The resulting data looks something like this:
There are no filters, no way to see the summary of this feedback, no way to make samples etc. However, there’s a great feature: Export as CSV. When we export this feedback as CSV, we get a table of responses, which can then import in InfraNodus.
Step 2: Make Sense of the Data
InfraNodus is a text-to-network visualization tool that helps generate insight from any textual data. It converts any text into a network where the words are the nodes and their co-occurrences are the connections between them.
The main difference from a tag cloud (including tools like Wordle) is that it takes the context into account: so when you see a word emphasized it’s not only because it’s the most frequently mentioned, but also because it connects the different topics present within the customer feedback together. This helps the researchers to better understand the relations of the main terms to each other and to have a much more precise understanding of the customers’ problems.
All the researcher has to do is to copy and paste the feedback column from CSV into InfraNodus and they will get this visualization and analysis in a few seconds:
As we can see, the main feedback oscillates around “russian visa apply” and “russia” and “hotel”.
A great feature of InfraNodus is that allows you to remove the most popular terms, so you can peek behind the obvious (in this case, it is obvious the customers will use “russian visa” in their requests) and see what the customers really need when they are just about to leave the visa support request page and abandon the sales funnel.
In order to do that we simply click the popular terms and add them into the stop words (the icon at the top right). These are: “russian”, “russia”, “visa”, “apply” — these terms don’t provide any added value to the customer feedback as they just describe the context it’s coming from. We can, of course, play with the graph and remove some other stopwords if we want it to be more specific.
The analytics pane on the right identifies the following main topical groups for the customer feedback obtained using HotJar:
- hotel – stay – moscow
- invitation – tourist – support
- citizen – consulates – country
- visit – friend – enter
Clearly, the problems the clients are having when filling out the Russian visa support request form center around these 4 topics.

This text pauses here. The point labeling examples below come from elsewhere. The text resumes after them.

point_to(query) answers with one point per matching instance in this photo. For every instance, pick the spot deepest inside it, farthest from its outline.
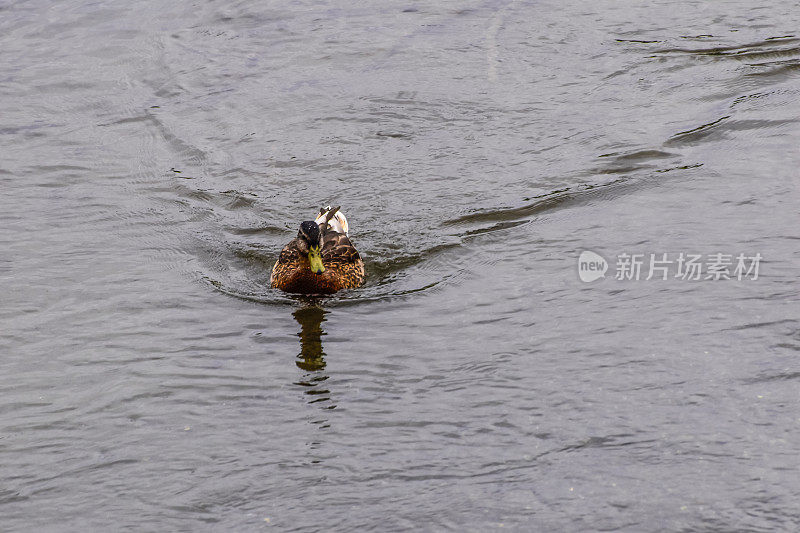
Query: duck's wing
(337, 248)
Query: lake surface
(156, 156)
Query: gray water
(155, 156)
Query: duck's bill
(315, 259)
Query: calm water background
(155, 156)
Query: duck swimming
(321, 259)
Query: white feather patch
(337, 223)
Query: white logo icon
(591, 266)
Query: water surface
(156, 157)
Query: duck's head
(311, 242)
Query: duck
(321, 259)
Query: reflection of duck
(312, 357)
(321, 260)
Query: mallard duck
(321, 259)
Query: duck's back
(344, 268)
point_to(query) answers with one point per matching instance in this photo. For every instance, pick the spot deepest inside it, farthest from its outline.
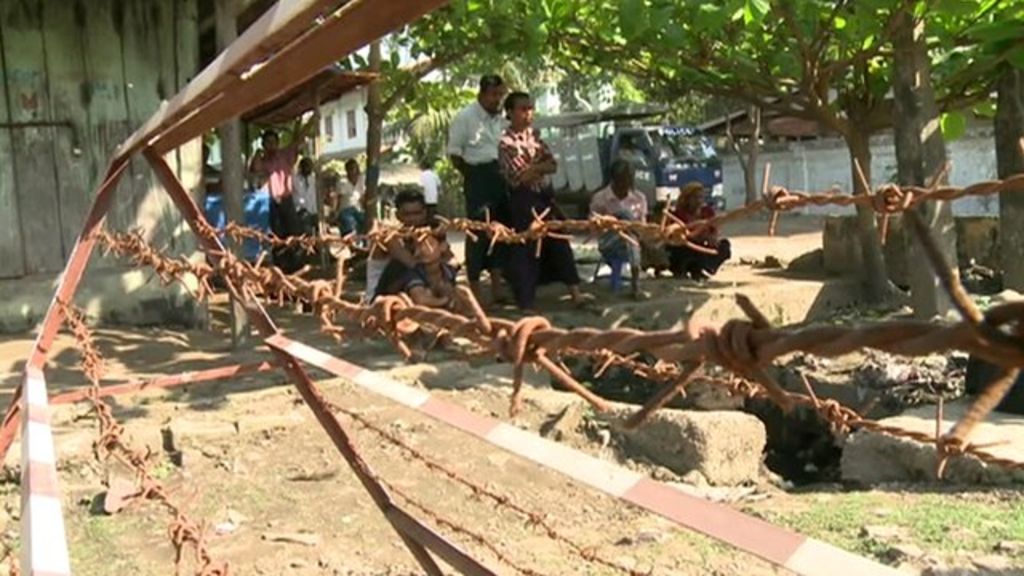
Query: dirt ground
(257, 468)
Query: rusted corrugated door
(31, 157)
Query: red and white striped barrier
(44, 543)
(780, 546)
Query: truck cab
(666, 157)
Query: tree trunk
(1010, 161)
(747, 154)
(375, 131)
(921, 156)
(876, 275)
(231, 168)
(753, 151)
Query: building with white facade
(343, 126)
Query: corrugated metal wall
(78, 76)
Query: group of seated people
(426, 270)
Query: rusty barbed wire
(183, 532)
(744, 347)
(534, 519)
(459, 529)
(11, 559)
(886, 201)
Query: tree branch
(414, 74)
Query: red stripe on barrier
(744, 532)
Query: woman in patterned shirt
(526, 163)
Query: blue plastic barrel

If you know the product, you will be very quick to identify what problems those topics represent. If you don’t, InfraNodus has a great feature where you can click the nodes and see the context they appear in. For example, for “hotel”, “moscow” and “stay” topic we have:
This identifies a common problem: the tourists have to provide the name of the hotel they’re staying in but sometimes they don’t know as it is not booked yet.
In order to address this problem we advised our client to provide additional information about these options above the visa request form, specifying that tourists can choose any hotel from the list as there is no law that obliges them to stay in the same hotel they specified in the invitation request form.
Another topical cluster is “visit”, “friend”, and “enter”. A quick analysis shows us that the customers are unsure what to do when they’re visiting a friend — do they need a tourist visa? do they need to book a hotel?
We advised our customer to provide additional information that would address these issues above the visa support request form.
Step 3: Evaluate the Results
After the changes recommended above were implemented into the production web site, we ran an A/B experiment to see if there were any improvements on the conversion rate for this sales funnel.
We had the following results:
- Conversion rate increased by 10% ;
- There were no more requests on the topics that we identified meaning they were addressed properly;
This shows that processing the customer feedback on funnel abandonment and addressing the issues identified can have a direct impact on the revenues.